A. J. Dimond High School (DHS) is a public four-year high school in Anchorage, Alaska, and is a part of the Anchorage School District. It has been accredited by the Northwest Commission on Colleges and Universities. Dimond serves students in the Sand Lake, Kincaid, and Bayshore areas of suburban Anchorage, and had an enrollment of 1,709 as of November 25, 2016.

==History==

===Early years===
Named for the territorial-era Congressional delegate and judge Anthony J. Dimond, the school opened in 1967 and was the third high school in Anchorage. Constructed in and serving the Sand Lake section of Anchorage, the original structure was built with the plans for an open campus Southern Californian-style school, though obvious complications arose due to the differences in climate. Following its construction, causeways (referred to as "breezeways") between each of the building segments were created to allow for winter access to the different sections of the school. The original Dimond High School had over 160 exits due to these causeways. The design was single story (with the exception of the library) to reduce earthquake risk, as the construction occurred only a few years after the 1964 Alaska earthquake in which most of the second floor of West Anchorage High School was destroyed.

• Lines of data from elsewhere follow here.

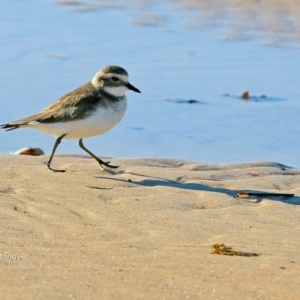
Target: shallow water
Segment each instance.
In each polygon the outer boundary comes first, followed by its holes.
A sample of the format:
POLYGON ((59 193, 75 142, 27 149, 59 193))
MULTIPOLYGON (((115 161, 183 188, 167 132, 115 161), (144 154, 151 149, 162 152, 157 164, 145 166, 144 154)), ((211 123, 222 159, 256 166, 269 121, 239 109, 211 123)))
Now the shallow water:
MULTIPOLYGON (((284 14, 280 1, 260 10, 234 1, 62 2, 1 3, 0 123, 37 113, 116 64, 142 94, 129 91, 123 121, 85 141, 95 153, 300 167, 296 2, 284 14), (246 90, 250 99, 239 99, 246 90)), ((0 141, 1 153, 49 153, 54 144, 30 129, 0 132, 0 141)), ((82 154, 74 140, 58 152, 82 154)))

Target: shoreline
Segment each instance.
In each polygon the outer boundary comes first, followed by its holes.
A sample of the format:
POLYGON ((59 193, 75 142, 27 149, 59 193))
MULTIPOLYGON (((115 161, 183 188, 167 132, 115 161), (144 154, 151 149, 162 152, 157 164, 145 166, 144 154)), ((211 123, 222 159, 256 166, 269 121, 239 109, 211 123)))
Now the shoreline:
POLYGON ((46 160, 0 155, 0 253, 15 258, 0 260, 3 299, 297 299, 296 171, 113 159, 108 172, 57 156, 67 172, 52 173, 46 160), (246 189, 295 196, 233 197, 246 189), (216 243, 258 256, 211 254, 216 243))

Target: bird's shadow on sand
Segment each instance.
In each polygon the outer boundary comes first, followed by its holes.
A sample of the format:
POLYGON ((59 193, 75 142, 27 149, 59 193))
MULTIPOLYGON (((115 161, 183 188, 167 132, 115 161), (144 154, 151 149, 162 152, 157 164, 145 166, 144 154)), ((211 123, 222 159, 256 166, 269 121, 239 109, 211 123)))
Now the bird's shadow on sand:
MULTIPOLYGON (((258 190, 230 190, 226 188, 218 188, 218 187, 211 187, 208 185, 200 184, 200 183, 191 183, 191 182, 181 182, 178 180, 171 180, 167 178, 160 178, 160 177, 153 177, 149 175, 143 175, 138 173, 132 173, 132 172, 122 172, 121 174, 128 174, 128 175, 134 175, 139 176, 142 180, 131 180, 131 179, 123 179, 123 178, 116 178, 116 177, 104 177, 104 176, 96 176, 96 178, 101 180, 113 180, 113 181, 119 181, 124 183, 130 183, 137 186, 144 186, 144 187, 154 187, 154 186, 161 186, 161 187, 173 187, 183 190, 190 190, 190 191, 204 191, 204 192, 213 192, 213 193, 222 193, 226 194, 231 197, 237 197, 237 194, 240 192, 259 192, 263 193, 264 191, 258 191, 258 190)), ((117 174, 116 174, 117 175, 117 174)), ((96 188, 96 187, 91 187, 96 188)), ((293 205, 300 205, 300 197, 298 196, 292 196, 292 197, 284 197, 284 196, 256 196, 251 198, 240 198, 241 200, 251 200, 251 203, 260 203, 263 199, 268 199, 272 201, 281 201, 283 203, 287 204, 293 204, 293 205)))

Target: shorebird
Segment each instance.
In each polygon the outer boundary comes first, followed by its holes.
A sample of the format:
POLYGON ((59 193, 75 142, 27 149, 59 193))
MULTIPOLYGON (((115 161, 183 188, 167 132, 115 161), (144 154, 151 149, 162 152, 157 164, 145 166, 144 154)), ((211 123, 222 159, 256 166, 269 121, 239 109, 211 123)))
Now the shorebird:
POLYGON ((117 125, 123 118, 127 99, 125 92, 140 93, 128 81, 128 73, 118 66, 107 66, 96 73, 92 81, 60 97, 40 113, 0 125, 6 131, 29 127, 56 138, 46 163, 53 172, 65 172, 51 168, 51 162, 62 139, 78 139, 78 146, 91 155, 100 167, 117 168, 104 162, 88 150, 83 138, 100 135, 117 125))

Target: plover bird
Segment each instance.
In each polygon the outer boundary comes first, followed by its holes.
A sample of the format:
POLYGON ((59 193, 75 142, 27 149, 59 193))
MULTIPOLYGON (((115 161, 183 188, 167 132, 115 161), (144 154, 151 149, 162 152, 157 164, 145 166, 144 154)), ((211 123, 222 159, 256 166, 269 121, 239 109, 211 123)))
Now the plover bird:
POLYGON ((101 167, 117 168, 89 151, 82 139, 103 134, 121 121, 127 108, 127 90, 140 93, 128 82, 126 70, 118 66, 104 67, 91 82, 60 97, 40 113, 2 124, 0 128, 9 131, 29 127, 54 136, 56 141, 46 164, 53 172, 65 172, 51 168, 54 153, 62 139, 78 139, 78 146, 96 159, 101 167))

The original school contained gymnasiums, a pellet gun range, a planetarium, a small and large theater, and a shared library. The original building housed both Dimond High and Jane Mears Junior High School. Mears, the sister of Jonathan Mayhew Wainwright IV, was a teacher in the early years of Anchorage's public school system. Her husband, Colonel Frederick Mears, headed the Alaska Engineering Commission during the construction of the Alaska Railroad and was the railroad's first general manager once it began operating. During a period of heightened governmental expenditures in the 1980s which led to the construction of numerous public facilities in Anchorage, a separate building for Mears was constructed on the opposite side of Campbell Lake, which opened in the fall of 1985. Prior to the completion of the separate junior high, the two schools shared the hours of operation. Mears students attended classes on the west side of the campus, with Dimond students attending school on the east side.

===New building===
In April 1999, Anchorage voters approved the construction of a new building for Dimond High School. The new building opened in the fall of 2003. During the 2003-2004 school year Dimond classes were held in the new building and a small west wing ("Casa Cinco", due to being a fifth wing to the new school and housing a large number of the foreign language classes) of the old building, with the rest of the building used for Mears Middle School. In the summer of 2004 the old building was demolished and in the location of the old Dimond High school is now the parking lot of the new building. However, the building that housed the gym, weight room, and swimming pool was not demolished and remains a part of the school. In the summer of 2008, its exterior was remodeled.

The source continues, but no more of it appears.